Suggestion: dynamic array operations

Wed Sep 6 15:43:42 PDT 2006

Gregor Richards wrote:
> Gregor Richards wrote:
>> Steve Horne wrote:
>>> On Wed, 06 Sep 2006 10:51:32 -0700, Gregor Richards
>>> <Richards at codu.org> wrote:
>>>
>>>> Arrays are arrays, not lists.  You can abuse them into stacks, 
>>>> queues and the ilk, but it's an inefficient use of memory.
>>>
>>> Sorry for pedanting, but it's an inefficient use of CPU cycles, not
>>> memory. Arrays are more memory efficient than linked lists - no
>>> per-item pointers, and only a one-off malloc overhead.
>>>
>>> Even for time, it depends on how big the stack/deque will get. For
>>> small sizes arrays are a good choice. Realloc problems are minimised,
>>> time to shift the items up/down is trivial, and there are cache
>>> benefits to keeping the items in adjacent memory locations.
>>>
>>> For large deques, what you really want is a list of small arrays.
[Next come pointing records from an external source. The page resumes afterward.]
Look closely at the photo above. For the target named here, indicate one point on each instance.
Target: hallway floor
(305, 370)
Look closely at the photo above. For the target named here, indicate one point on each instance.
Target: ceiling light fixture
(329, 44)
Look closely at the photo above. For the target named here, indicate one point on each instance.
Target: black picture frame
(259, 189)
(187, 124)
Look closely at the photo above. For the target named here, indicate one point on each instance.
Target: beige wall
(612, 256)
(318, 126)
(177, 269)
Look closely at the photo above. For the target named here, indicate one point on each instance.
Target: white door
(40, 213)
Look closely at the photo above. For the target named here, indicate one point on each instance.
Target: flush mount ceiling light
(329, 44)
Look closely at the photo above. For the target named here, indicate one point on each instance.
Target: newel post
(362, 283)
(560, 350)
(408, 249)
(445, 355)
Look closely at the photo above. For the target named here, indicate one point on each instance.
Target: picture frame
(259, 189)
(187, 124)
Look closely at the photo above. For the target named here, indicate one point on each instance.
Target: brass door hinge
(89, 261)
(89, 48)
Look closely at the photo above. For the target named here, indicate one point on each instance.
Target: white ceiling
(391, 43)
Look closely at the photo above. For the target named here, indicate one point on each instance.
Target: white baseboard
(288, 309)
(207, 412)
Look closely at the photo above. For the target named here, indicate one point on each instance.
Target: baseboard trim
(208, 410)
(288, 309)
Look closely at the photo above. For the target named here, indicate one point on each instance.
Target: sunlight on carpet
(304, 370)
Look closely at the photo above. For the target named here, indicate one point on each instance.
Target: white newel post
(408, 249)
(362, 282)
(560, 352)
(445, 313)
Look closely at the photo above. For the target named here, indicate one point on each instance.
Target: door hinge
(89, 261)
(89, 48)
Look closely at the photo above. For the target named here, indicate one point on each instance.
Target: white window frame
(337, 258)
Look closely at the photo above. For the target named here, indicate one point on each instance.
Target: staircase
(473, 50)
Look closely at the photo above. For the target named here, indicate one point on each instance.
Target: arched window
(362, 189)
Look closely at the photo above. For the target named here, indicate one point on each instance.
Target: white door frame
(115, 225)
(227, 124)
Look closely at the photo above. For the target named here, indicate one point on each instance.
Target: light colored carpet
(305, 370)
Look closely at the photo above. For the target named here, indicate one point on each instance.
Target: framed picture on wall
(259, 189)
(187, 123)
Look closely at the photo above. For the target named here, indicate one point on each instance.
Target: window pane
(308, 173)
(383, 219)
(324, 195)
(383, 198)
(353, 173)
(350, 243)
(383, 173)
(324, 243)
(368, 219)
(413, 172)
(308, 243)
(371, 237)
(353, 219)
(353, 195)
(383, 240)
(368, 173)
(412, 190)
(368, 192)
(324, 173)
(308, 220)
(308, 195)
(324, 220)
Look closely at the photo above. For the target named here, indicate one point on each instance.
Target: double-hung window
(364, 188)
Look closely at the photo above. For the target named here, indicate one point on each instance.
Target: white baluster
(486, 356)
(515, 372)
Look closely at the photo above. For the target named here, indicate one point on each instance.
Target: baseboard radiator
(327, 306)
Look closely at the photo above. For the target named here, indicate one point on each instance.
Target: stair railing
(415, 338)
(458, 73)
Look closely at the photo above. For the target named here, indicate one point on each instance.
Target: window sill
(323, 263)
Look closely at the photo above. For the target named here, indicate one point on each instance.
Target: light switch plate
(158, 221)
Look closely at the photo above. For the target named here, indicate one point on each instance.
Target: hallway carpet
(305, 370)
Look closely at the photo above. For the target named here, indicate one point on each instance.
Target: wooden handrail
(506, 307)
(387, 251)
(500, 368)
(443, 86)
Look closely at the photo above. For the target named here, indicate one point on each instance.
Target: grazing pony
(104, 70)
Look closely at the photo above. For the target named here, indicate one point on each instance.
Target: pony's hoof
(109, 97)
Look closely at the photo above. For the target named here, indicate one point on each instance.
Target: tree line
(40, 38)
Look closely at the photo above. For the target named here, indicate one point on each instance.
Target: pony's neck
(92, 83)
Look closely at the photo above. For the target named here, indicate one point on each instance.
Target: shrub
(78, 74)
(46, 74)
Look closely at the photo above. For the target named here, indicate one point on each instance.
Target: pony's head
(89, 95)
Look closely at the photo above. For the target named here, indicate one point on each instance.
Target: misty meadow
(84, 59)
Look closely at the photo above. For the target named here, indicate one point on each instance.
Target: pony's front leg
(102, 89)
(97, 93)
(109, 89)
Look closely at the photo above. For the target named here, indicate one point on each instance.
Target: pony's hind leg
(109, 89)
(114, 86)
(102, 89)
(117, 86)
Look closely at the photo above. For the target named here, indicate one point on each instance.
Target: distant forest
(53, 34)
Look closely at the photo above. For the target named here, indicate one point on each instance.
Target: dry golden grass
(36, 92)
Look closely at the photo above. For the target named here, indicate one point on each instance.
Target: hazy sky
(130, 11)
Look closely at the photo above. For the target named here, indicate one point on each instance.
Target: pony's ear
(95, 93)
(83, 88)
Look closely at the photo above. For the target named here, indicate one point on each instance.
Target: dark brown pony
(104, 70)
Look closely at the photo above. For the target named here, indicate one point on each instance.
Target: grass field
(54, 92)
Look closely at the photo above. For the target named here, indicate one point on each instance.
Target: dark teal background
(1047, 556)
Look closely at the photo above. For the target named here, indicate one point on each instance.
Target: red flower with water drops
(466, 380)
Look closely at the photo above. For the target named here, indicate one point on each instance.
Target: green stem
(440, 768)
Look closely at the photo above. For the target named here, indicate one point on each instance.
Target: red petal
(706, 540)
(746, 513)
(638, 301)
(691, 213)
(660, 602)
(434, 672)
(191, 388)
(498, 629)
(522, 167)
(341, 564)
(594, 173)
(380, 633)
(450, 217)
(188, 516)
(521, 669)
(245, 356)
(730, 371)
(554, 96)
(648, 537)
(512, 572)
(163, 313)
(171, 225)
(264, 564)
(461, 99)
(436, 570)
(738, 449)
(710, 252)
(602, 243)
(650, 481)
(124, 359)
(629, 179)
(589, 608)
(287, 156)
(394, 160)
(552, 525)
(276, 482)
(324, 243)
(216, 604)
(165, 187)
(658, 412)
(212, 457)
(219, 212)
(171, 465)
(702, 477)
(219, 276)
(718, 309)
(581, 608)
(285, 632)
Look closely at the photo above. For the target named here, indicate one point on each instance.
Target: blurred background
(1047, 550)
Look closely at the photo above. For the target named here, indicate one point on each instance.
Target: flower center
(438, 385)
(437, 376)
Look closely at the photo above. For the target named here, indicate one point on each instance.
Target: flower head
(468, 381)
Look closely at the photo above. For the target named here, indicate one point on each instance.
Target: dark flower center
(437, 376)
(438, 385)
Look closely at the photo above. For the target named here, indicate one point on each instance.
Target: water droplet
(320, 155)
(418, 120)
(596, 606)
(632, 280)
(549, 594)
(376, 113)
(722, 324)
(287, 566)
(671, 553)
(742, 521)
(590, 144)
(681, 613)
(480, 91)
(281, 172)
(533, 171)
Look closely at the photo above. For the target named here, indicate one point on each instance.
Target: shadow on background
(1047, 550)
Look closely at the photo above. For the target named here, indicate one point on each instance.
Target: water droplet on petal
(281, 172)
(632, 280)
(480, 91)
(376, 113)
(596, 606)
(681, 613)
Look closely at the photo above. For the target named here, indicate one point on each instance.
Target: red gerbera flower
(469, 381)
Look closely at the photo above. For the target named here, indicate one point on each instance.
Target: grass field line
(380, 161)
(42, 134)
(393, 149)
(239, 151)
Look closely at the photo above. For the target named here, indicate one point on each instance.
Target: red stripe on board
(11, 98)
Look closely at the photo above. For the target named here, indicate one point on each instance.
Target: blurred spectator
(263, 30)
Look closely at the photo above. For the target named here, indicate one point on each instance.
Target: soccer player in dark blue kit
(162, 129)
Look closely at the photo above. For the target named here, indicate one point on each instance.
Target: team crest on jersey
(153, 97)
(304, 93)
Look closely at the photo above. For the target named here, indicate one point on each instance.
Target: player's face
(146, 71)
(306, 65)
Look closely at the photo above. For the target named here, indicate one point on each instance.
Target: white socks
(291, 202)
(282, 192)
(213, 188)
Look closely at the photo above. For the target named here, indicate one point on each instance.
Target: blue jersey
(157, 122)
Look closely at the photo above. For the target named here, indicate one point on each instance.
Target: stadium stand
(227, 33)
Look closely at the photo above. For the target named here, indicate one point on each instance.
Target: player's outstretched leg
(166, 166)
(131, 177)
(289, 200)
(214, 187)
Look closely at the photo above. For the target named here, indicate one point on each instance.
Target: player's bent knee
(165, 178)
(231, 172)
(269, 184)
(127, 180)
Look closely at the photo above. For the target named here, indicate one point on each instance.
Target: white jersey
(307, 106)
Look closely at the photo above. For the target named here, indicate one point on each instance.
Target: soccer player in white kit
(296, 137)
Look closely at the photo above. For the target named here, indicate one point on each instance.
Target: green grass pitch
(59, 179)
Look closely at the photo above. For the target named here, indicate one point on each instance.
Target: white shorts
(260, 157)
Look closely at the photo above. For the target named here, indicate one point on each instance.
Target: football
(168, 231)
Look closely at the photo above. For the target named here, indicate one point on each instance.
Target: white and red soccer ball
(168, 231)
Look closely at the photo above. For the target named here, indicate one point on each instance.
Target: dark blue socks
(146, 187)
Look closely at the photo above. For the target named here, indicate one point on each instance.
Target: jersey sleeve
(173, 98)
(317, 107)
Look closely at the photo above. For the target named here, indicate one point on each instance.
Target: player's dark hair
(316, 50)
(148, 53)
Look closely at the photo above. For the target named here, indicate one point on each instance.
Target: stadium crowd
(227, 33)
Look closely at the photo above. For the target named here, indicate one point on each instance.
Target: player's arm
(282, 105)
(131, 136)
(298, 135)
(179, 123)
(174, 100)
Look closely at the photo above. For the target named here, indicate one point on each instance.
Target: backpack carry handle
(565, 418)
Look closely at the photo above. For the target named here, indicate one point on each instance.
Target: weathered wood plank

A
>>> trade-off between the costs and benefits of both lists and arrays.
>>> IIRC this is pretty much what std::deque does in C++. But even then,
>>> pushing and popping on the small arrays is needed to implement the
>>> full deque logic.
>>>
>>> And of course, that large deque class could overload those operators
>>> to allow the same syntax.
>>>
>>> I just think methods are a better choice than operators for this.
>>>
>>
>> To pop an element off the front of an array requires either losing 
>> that chunk of memory or moving the entire rest of the array back such 
>> that that memory is still used.  Pushing an element onto either side 
>> of an array involves expanding the memory used by that array, which 
>> often involves duplication.  Using an array as a stack or queue is a 
>> waste of MEMORY, not CPU cycles.
>>
>>  - Gregor Richards
> 
> Erm, totally misread everything.  Wowza.
> 
> Yeah, that'd be CPU cycles :P

Not necessarily.  Appending to an array that doubles its size on 
reallocations is an amortized O(1) operation.  And since arrays display 
far better locality than linked-lists, the potentially far superior 
cache performance can result in a noticeable performance increase over 
linked-list implementations of some data structures.  Stacks are 
relatively trivial to implement in arrays (push/pop from the back), and 
even queues can be made fairly efficient (if there is a soft upper bound 
on their size) by using a circular array.  Heaps and binary trees do 
fairly well in arrays also, since insertions and deletions do not 
require moving data.  That isn't to say that arrays are always the best 
choice for implementing such data structures, but I think it's a much 
grayer area than you're suggesting.  Particularly when real-world issues 
such as cache misses come into play.

Sean